What is this documentary about the opera world that you mentioned, and what else are you working on at the moment?
It’s a documentary called Sláva, about the celebrated Slovak opera director Sláva Daubnerová. My music for the film has to fulfill a different role than the opera music recorded for the documentary, while also responding to it. And yet aesthetically my work is the furthest thing from opera you could imagine!
I’m also working on a Czech Television documentary called Anatomy of a Choice, about a couple who find out the child they’re expecting has a serious diagnosis and have to decide whether or not they want to keep it. Then I have another collaboration with Jonatán coming up, a half-documentary, half-feature film about the largest Romani community in Slovakia, titled City of Dreams.
How much of your musical work is currently devoted to film?
Most of it, actually. But I’ve also been doing a duet with the Estonian singer Kitty Florentine; we’re writing new material and touring Europe. I still have lots of bands and musical projects going on. I only get to production occasionally—that’s the hardest work of all; right now I’m finishing up a new album with Katarzia. And Jonatán and I composed a score for the play The Vegetarian, based on the novel by the South Korean Nobel winner Han Kang, at Prague’s Divadlo v Dlouhé. It’s my fourth collaboration with director Kamila Polívková and I’m very proud of the production—all its elements, but especially what the actors deliver onstage. It’s incredible.
How did you get into music? At Jan Evangelista Purkyně University (JEPU), you studied art and design with a focus on interactive installations, multichannel sound art, and video mapping.

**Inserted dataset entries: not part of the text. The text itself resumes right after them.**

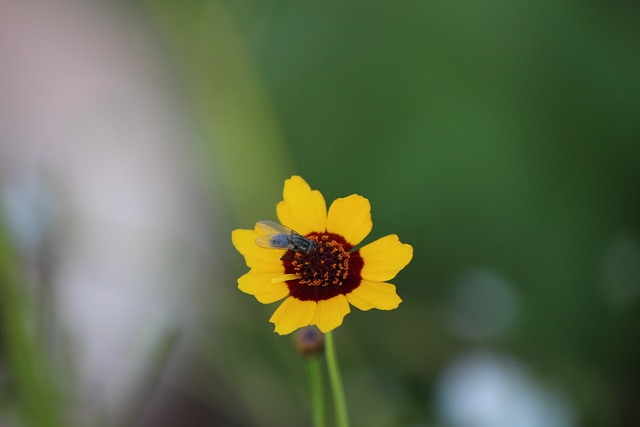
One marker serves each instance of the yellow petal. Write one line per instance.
(293, 314)
(255, 256)
(350, 217)
(378, 295)
(303, 209)
(262, 286)
(384, 258)
(330, 313)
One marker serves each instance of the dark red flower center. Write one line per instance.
(329, 270)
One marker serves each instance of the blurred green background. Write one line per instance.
(500, 139)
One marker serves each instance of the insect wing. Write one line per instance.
(272, 230)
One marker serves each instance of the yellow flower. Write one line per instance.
(320, 282)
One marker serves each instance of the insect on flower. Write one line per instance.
(278, 236)
(323, 272)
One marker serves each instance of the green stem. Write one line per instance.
(339, 401)
(315, 389)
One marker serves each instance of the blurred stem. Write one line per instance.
(335, 379)
(23, 354)
(315, 389)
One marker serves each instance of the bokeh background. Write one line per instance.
(501, 139)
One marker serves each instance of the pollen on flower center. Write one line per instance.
(327, 265)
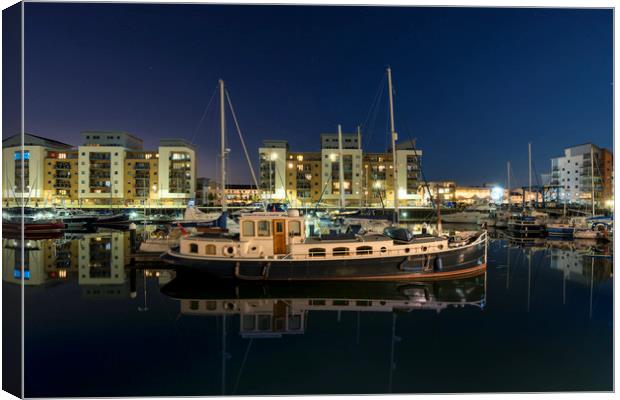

I applied to FAMU for the Sound Department and the Center for Audiovisual Studies. They didn’t accept me, so I went to JEPU in Ústí, but I didn’t finish my studies. Even back then, I was already working in music, so I didn’t have time for school, though I did enjoy it there. I really appreciate what I learned there, especially when it comes to thinking about creativity. But originally, I played guitar in [a band called] the Scouts. Then I tried writing my own songs. Someone showed me how to record on a computer, layering guitars on top of each other, then drums and all the other tracks. So I started trying out different programs, and it just took off from there.
One minute, you’re strumming by the campfire; the next, you’re recording with an orchestra. How does it feel looking back?
It’s a great feeling, but it happened gradually. I worked really hard; I earned my success. I know what I’m doing, why I’m doing it, and what makes it possible for me to do it. And that I deserve it.